PikesPeakUnited States Army Lieutenant Zebulon Pike, Jr. headed west out from Fort Bellefontaine, Missouri on July 15, 1806 with a detachment of 20 soldiers and 50 Osage hostages.

Thomas Jefferson had commissioned the Lewis and Clark Expedition two years previously to explore the northern regions of the Louisiana Purchase, and now he wanted a second military party to explore the more southern Great Plains and the Rocky Mountains.

The expedition first headed up the Missouri to the Osage River, where Pike returned the hostages to their home villages and parleyed with the natives. Striking northwest, the group made for the Pawnee territory on the Republican River. On September 29, Pike met with the Pawnee tribal council and announced the protectorship of the United States over the territory, instructing the Pawnee to remove a Spanish flag from their village and to fly the Stars and Stripes instead.

The expeditionary force turned south and struck out across the prairie for the Arkansas River. After reaching it on October 14, the party split in two. One group, led by Lieutenant James Wilkinson, traveled downstream along the length of the Arkansas to its mouth and back up the Mississippi, safely returning to St. Louis.

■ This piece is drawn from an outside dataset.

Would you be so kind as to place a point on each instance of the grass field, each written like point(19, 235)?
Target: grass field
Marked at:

Pike led the other, larger group to the west, toward the headwaters of the Arkansas. The plains were windswept and desolate and seemingly endless, but after a month, on November 15, Pike spied a distant snowcapped mountain which he called “Grand Peak”. Pike and his men tried to climb the peak, which now bears his name, hoping to survey the surrounding area, but the party was not equipped to climb the 14,000-foot summit with winter closing in.

Pike pressed on up the Arkansas, and on December 7 the party reached Royal Gorge canyon at the southern end of the front range of the Rocky Mountains. Heading north, the party found the South Fork of the Platte River and, following it upstream, came to what they thought were the headwaters of the Red. Turning back downstream, they returned to the point at which they had left the Arkansas and realized that they had just executed a large loop, wasting weeks of precious travel time.

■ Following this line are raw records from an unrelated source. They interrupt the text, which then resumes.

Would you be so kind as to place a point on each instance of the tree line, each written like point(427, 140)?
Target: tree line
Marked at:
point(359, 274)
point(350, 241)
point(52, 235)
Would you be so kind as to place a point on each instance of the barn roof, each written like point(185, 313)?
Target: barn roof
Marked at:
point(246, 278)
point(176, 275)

Hungry, cold, and exhausted, the party headed south. Several men dropped behind from fatigue, but Pike pressed on. By January 30, he and ten men camped at the Rio Grande in southern Colorado. They built a fort and attempted to collect their comrades who were strewn behind across miles of wilderness.

On February 26, Spanish soldiers from nearby Santa Fe discovered the fort and arrested Pike and his men as spies. The Spanish marched them south to Chihuahua. The Mexican Governor complained of the foray, but treated Pike as a gentleman and released him and his officers, although he did hold several of the enlisted soldiers in jail for years. After filing a formal protest with the United States Government, the Spanish military escorted Pike north through Texas.

On July 1, 1807, Zebulon Pike crossed over to Natchitoches on the Louisiana border, and his western odyssey came to an end.